What happened to refined fabric colour, those hues of piquant vivacity or delicate subtlety? Too often garments lack depth and richness, and what is sadder than a lacklustre red? Even neutrals like grey suffer under forlorn dye; if you do find an ethereal grey, most others suffer by comparison (and you might be holding an Armani blouse.)
Garment colour is a synergy between the fiber and its dye; some fibers take dye beautifully while others seem to resist, but, outside the luxury level, the full splendour of colour is released only occasionally.
The lone luminous example of forget-me-not blue seems to be owned by Lapo Elkann. The Italians (Elkann's tailors, and this is the luxe level) still care, but European heritage mills are closing by the year.
Generally, dye quality is proportional to price point, but some mid-range merchants, such as Boden, deliver departures from the usual-suspect shades. (The overall garment quality is another story.)
The subtle greyed lavender of their Chelsea trousers is notable even if one cannot wear it:
Meanwhile the usual suspects like Talbot's and LL Bean see fit to unleash some um, challenging colours on the world. Whatever her colouring, a woman over 50 can look hard in harsh hues. Maybe you are one of the lucky ones who can rock Bold Orchid?
I still miss an Issey Miyake cotton tunic I owned years ago, the colour of an oyster shell crossed with a pinch of late-sunset mauve. These days, I have defaulted to the banality of a great deal of navy, black and grey—which on good days feels like I've found 'my uniform' and on bad, seems like I lost my colour wheel.
Those neutrals, along with the ecru-through-camel range, are reliable base notes, but where is the pink that's inside a sea shell, or the intersection of blue with purple that conjures twilight?
Even with black, a quality black reads differently than a flat dye job; I would love to turn 70 in this Altuzarra fringed crepe blazer. (I have just over three years to save.)
This spring, the lilt of a sublime, unexpected combination is a scarce songbird, occasionally glimpsed amid piles of navy-and-white. Kisses to Brora simply for making a linen and cotton sweater in salmon and wisteria.

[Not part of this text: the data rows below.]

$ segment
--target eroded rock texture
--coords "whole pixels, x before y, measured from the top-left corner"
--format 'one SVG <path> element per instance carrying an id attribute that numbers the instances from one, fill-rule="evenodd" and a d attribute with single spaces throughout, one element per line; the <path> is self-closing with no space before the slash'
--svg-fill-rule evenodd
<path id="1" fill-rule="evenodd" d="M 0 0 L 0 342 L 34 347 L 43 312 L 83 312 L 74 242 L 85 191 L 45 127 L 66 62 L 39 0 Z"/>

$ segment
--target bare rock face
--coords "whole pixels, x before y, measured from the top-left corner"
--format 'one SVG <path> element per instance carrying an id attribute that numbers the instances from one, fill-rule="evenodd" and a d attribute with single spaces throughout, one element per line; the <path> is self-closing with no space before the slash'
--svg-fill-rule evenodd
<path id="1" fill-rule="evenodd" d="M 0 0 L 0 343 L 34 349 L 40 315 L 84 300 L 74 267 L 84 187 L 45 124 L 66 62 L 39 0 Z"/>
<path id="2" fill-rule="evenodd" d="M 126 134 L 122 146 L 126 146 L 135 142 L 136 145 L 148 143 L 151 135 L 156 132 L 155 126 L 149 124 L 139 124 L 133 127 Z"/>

I am not just talking pale colours, sister, but the mid-saturation hues where superior dye struts its stuff.
J. Crew offer some hard-to find-shades every season. They're showing a good deal of metallic gold this spring, but for those who prefer deeper palettes, they propose metallic navy. Don't see that every day!
Given my budget, I have better luck buying a neutral top and counting on gems, from precious to glass, to add refined colour. The strategy justifies spending, because a magical piece lifts those neutrals year-round. Splurge a bit for gem quality, which, just like fabric dye, dispirits at the low end.
Shown: chiara b atelier aquamarine, morganite and pearl necklace; price, $1,050.
If clothes are an emblem of our identity, colour is the flag. Why is beautiful colour is so hard to find, given the vast marketplace?
Too often, I end up with generic items in generic colours. I'm more than ready to crawl out of my city security blanket of black. But I want that coloured item to be so heady, so indelibly interesting that I can see it with my eyes closed.
Just after I wrote that last paragraph, the textile expert and photographer Jan Becker, pinged me from Delhi. She sent a dose of thrilling colour via photos of the progress of her mixed silk ikat-and-print scarves, each one designed by Jan, who has a musical touch with colour, if that makes sense.
I'm bugging her to open an Etsy shop! Since she visits the Passage, maybe you would like to second the idea?